Posting the code is a bit complicated, as it is spread into different files and classes. But, here is how to easily replicate the diagnostics.

1- The transform:

mu = ((0.5),) * 3
std = ((0.25),) * 3
image_transform = transforms.Compose([            
            # transforms.Resize(input_size) # we'll skip this for now
            transforms.ToTensor(),
            transforms.Lambda(lambda x: x.repeat(3, 1, 1)),
            transforms.Normalize( mu, std ) ,                                   
            ])

Note. The image has only one channel, thus, I used x.repeat(3, 1, 1) in the transform, but that should not pose a problem. In fact, one can only use ToTensor().

2- Reading the image, and before applying the transform


ipdb>data.getextrema()
(-20.730741500854492, 10.131645202636719)

3- After using the above transform:

ipdb>data.min()
tensor(-84.9230)

ipdb>data.max()
tensor(38.5266)

Using the transform after removing Normalize:

ipdb> data.min()
tensor(-20.7307)

ipdb> data.max()
tensor(10.1316)

4- How to replicate the diagnostics? The best way is that someone try one of the format F PIL images I am using, 'test.tiff' is attached in the link shown below.

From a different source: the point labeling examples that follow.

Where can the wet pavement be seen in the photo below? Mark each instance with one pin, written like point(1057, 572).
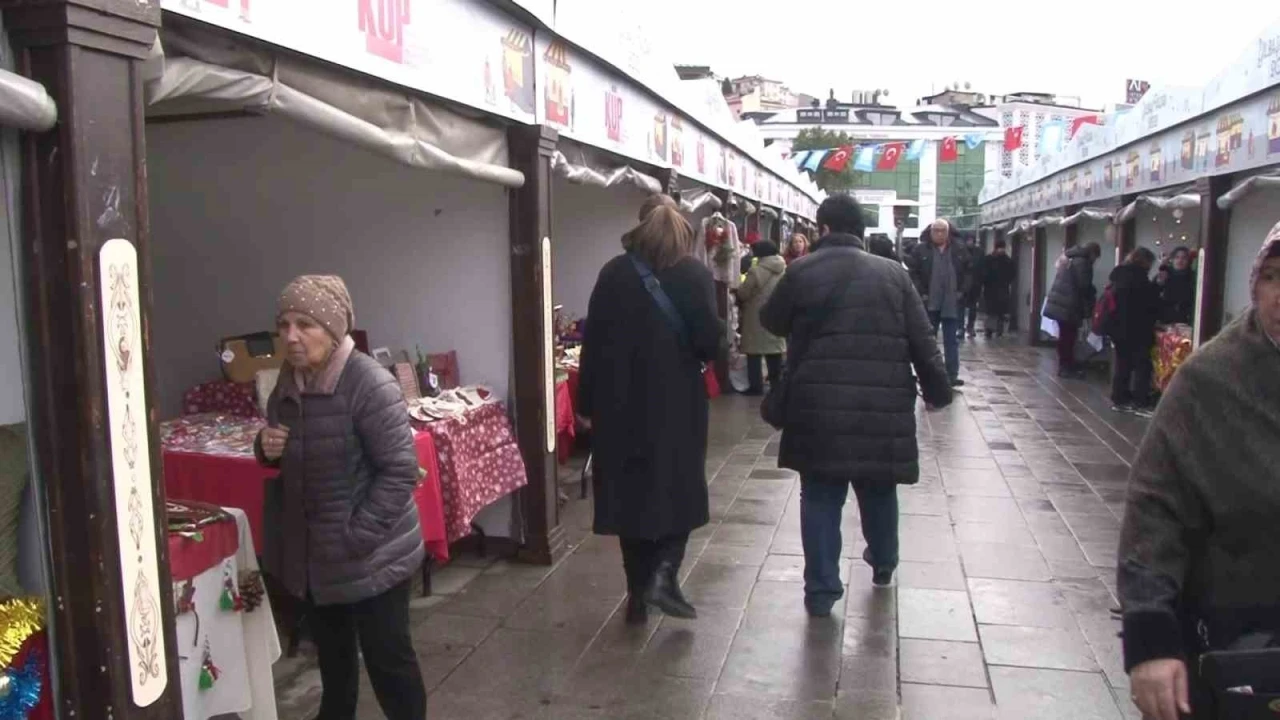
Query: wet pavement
point(1002, 606)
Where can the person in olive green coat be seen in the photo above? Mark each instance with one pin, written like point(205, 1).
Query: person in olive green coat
point(758, 342)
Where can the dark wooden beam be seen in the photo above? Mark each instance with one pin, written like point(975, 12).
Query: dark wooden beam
point(1215, 229)
point(530, 209)
point(85, 183)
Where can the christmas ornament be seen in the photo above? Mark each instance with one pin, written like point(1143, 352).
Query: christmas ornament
point(209, 671)
point(252, 589)
point(184, 600)
point(231, 598)
point(19, 619)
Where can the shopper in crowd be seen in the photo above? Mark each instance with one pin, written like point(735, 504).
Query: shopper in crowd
point(940, 270)
point(1070, 301)
point(997, 287)
point(1133, 332)
point(1198, 546)
point(855, 328)
point(650, 324)
point(342, 527)
point(796, 247)
point(758, 343)
point(1178, 291)
point(973, 296)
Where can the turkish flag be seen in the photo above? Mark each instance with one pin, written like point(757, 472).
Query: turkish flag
point(949, 153)
point(890, 156)
point(1083, 121)
point(1014, 137)
point(839, 160)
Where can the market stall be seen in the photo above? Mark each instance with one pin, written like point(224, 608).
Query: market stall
point(414, 219)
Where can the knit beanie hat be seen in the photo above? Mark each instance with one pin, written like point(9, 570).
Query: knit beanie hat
point(324, 299)
point(1270, 249)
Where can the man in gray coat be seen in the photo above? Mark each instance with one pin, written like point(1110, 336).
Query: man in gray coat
point(855, 328)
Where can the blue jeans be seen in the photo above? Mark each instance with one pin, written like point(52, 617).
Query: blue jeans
point(950, 341)
point(822, 504)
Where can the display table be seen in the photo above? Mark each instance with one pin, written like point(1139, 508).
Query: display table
point(210, 459)
point(1173, 347)
point(233, 646)
point(480, 463)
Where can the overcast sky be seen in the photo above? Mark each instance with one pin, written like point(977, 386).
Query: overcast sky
point(1084, 48)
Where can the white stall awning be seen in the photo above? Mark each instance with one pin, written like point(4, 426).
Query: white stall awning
point(206, 72)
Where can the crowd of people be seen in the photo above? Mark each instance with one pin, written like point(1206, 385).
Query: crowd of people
point(1198, 586)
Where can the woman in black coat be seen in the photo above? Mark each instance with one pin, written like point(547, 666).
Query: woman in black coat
point(641, 391)
point(1133, 332)
point(997, 279)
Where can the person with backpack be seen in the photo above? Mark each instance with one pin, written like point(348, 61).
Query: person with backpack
point(1128, 313)
point(1070, 302)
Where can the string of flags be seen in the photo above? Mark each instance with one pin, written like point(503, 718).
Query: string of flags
point(881, 155)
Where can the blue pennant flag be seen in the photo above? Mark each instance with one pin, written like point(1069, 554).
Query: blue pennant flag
point(864, 160)
point(1052, 136)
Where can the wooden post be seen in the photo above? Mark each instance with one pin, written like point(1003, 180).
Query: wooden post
point(530, 208)
point(86, 190)
point(1040, 246)
point(1215, 229)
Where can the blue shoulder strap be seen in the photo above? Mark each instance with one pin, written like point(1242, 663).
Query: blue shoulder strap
point(668, 309)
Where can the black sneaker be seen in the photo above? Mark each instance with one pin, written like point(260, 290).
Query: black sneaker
point(883, 578)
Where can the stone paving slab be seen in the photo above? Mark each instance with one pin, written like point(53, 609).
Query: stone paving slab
point(1001, 607)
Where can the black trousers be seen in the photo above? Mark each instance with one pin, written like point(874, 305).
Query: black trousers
point(1130, 378)
point(754, 379)
point(380, 625)
point(640, 559)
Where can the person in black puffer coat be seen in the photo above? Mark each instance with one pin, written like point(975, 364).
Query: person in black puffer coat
point(855, 328)
point(342, 528)
point(1070, 301)
point(1133, 331)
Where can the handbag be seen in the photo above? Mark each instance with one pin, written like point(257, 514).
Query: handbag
point(773, 406)
point(672, 315)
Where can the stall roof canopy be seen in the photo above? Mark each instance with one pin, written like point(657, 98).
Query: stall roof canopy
point(475, 54)
point(1174, 136)
point(204, 73)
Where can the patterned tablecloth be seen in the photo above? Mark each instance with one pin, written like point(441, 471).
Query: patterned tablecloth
point(1173, 347)
point(480, 463)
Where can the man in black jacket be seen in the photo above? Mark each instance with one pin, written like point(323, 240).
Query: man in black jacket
point(944, 286)
point(855, 328)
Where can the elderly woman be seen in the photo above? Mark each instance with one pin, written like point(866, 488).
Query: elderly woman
point(1198, 548)
point(650, 326)
point(342, 528)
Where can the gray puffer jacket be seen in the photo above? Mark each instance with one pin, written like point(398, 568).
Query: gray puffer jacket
point(341, 519)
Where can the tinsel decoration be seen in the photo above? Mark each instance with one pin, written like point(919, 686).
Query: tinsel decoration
point(19, 619)
point(252, 589)
point(209, 671)
point(231, 598)
point(186, 602)
point(21, 686)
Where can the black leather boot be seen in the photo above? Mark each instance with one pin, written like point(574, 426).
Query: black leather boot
point(638, 613)
point(664, 593)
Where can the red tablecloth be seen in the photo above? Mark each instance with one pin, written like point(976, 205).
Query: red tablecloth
point(566, 427)
point(479, 464)
point(241, 482)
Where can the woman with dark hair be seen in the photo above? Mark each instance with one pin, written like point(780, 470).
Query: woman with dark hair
point(650, 324)
point(1133, 332)
point(1197, 557)
point(758, 343)
point(1178, 295)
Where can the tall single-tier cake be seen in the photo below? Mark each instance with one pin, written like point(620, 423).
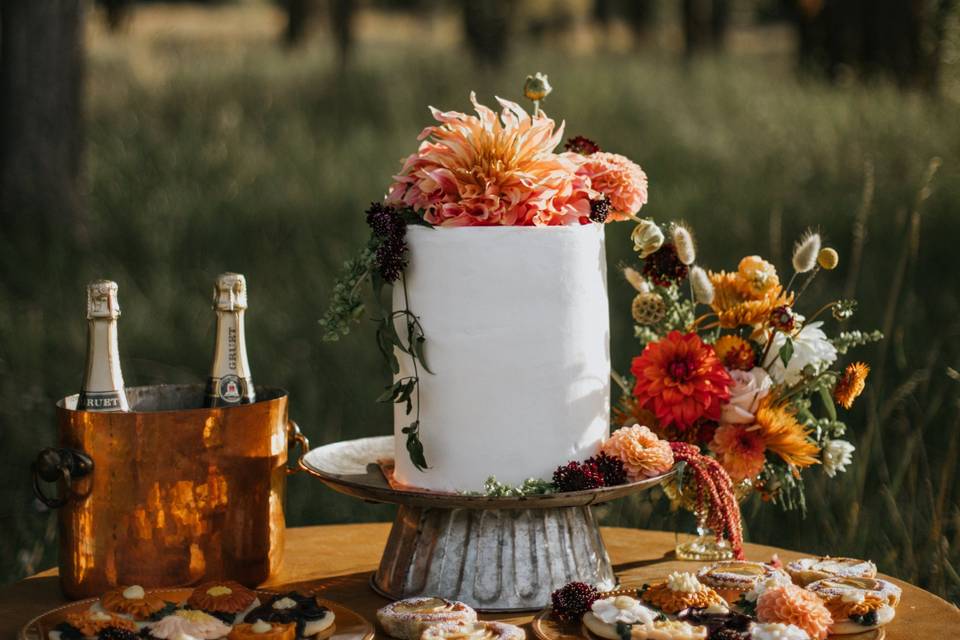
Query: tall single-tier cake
point(518, 343)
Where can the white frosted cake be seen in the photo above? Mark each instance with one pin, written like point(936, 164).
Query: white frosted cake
point(517, 327)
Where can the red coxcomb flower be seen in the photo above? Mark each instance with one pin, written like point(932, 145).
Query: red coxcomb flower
point(570, 602)
point(576, 476)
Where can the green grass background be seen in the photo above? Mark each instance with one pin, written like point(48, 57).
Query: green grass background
point(246, 158)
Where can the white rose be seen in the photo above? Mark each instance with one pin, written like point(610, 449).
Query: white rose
point(837, 454)
point(810, 348)
point(749, 388)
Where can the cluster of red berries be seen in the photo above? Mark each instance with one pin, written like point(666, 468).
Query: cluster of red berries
point(600, 209)
point(663, 267)
point(581, 145)
point(389, 239)
point(571, 601)
point(596, 472)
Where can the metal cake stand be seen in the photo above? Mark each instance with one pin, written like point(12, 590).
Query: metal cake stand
point(496, 554)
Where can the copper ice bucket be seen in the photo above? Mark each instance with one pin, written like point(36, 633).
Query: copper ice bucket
point(169, 494)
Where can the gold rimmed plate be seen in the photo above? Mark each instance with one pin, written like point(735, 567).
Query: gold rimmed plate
point(349, 625)
point(546, 626)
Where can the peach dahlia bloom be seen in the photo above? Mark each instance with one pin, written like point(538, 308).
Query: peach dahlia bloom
point(618, 178)
point(644, 455)
point(493, 170)
point(791, 604)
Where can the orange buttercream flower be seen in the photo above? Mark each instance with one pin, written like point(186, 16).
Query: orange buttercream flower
point(791, 604)
point(851, 384)
point(644, 455)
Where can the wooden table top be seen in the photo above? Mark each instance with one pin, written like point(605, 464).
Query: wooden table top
point(337, 560)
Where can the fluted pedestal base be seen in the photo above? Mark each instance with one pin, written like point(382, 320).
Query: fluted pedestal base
point(492, 559)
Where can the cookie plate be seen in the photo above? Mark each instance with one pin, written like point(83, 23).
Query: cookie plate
point(349, 624)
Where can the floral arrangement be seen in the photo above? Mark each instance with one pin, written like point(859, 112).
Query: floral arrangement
point(477, 170)
point(734, 370)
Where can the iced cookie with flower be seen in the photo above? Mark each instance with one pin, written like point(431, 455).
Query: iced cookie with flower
point(857, 604)
point(681, 590)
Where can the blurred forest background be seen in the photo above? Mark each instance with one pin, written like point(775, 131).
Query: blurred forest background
point(160, 144)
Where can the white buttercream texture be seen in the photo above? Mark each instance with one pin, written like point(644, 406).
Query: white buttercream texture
point(517, 331)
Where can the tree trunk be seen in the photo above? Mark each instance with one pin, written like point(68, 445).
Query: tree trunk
point(41, 65)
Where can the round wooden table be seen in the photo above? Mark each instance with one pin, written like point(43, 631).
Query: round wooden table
point(337, 561)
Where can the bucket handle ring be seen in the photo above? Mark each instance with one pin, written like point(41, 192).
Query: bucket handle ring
point(52, 465)
point(295, 438)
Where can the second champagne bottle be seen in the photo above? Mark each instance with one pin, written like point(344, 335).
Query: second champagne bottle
point(230, 382)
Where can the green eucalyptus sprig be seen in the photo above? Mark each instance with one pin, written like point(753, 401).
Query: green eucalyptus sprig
point(381, 263)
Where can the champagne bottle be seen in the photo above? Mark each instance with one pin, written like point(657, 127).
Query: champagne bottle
point(230, 382)
point(102, 388)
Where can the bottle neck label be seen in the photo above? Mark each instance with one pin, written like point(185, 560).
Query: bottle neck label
point(102, 388)
point(230, 381)
point(101, 401)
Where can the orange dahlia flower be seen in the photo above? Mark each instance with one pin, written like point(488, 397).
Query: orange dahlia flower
point(681, 380)
point(735, 353)
point(740, 450)
point(493, 170)
point(791, 604)
point(851, 384)
point(782, 433)
point(643, 454)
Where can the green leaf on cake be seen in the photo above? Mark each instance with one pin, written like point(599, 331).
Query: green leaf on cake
point(786, 352)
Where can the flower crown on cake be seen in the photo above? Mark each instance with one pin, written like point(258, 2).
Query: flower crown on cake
point(486, 169)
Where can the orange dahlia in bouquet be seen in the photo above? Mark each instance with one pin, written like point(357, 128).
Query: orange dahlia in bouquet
point(735, 368)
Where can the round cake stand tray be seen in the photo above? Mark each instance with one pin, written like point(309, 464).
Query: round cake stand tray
point(497, 554)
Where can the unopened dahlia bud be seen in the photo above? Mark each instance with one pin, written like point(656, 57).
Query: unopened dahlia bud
point(702, 287)
point(647, 238)
point(805, 252)
point(537, 87)
point(636, 280)
point(683, 241)
point(828, 258)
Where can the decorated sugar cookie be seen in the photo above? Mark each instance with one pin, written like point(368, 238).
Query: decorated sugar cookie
point(790, 604)
point(606, 613)
point(777, 631)
point(310, 617)
point(462, 630)
point(857, 604)
point(261, 630)
point(90, 623)
point(407, 619)
point(668, 630)
point(132, 601)
point(222, 597)
point(734, 578)
point(680, 591)
point(807, 570)
point(189, 623)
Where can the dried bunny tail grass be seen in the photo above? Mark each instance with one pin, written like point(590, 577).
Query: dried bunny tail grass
point(683, 242)
point(636, 280)
point(702, 287)
point(805, 252)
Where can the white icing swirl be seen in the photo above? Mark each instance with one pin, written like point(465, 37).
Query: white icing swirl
point(135, 592)
point(285, 603)
point(261, 627)
point(683, 582)
point(622, 609)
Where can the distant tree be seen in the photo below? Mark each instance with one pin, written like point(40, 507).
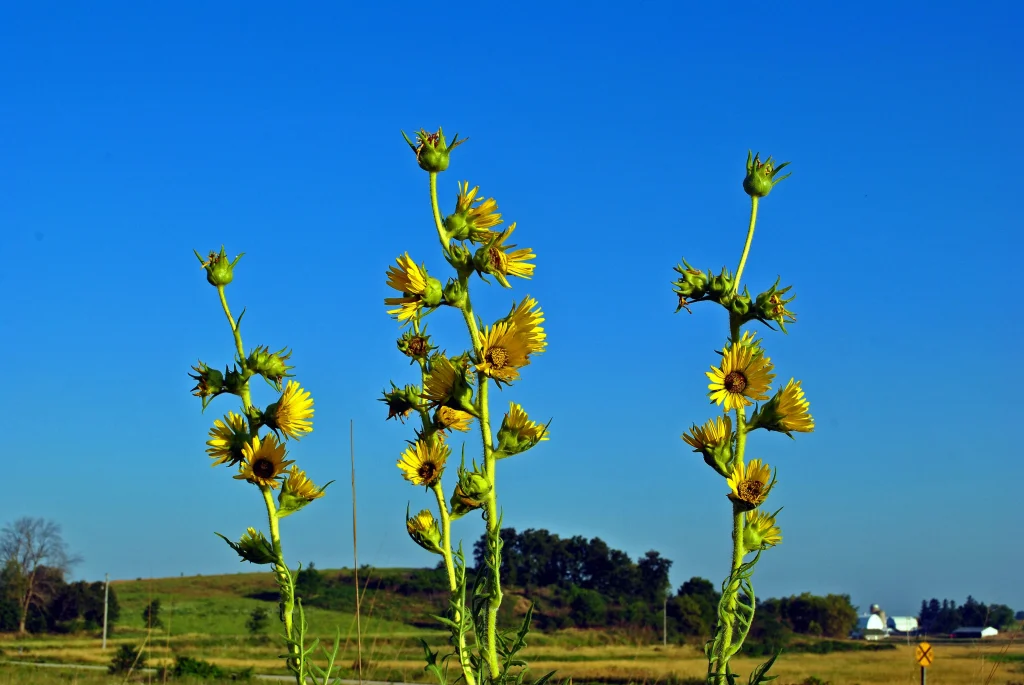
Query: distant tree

To read it:

x = Image.open('test.tiff')

x.getextrema()
(-20.730741500854492, 10.131645202636719

The upload here does not accept '.tiff' files, hence, please find the image at this link.

5- I replicated the same diagnostics with a Cifar100 image (the mode is RGB), here are the numbers.

Before applying the transform:


ipdb>data.getextrema()
((166, 225), (32, 236), (11, 254))

After applying the transform (repeat has been removed here):

ipdb> data.min()
tensor(-2.)

ipdb> data.max()
tensor(1.9843)

Using only ToTensor() transform, no Normalize():

ipdb> data.min()
tensor(0.)

ipdb> data.max()
tensor(0.9961)

NB. I think one can replicate the above diagnostics using only ToTensor()

Conclusion: ToTensor() normalizes an RGB image to be within [0, 1], but, it leaves a three-channel PIL F mode (32-bit float) image as is. And this is why, and intended that, one can use Normalize() with mean around 0.5 and std 0.25, but, this won’t work for F mode PIL images.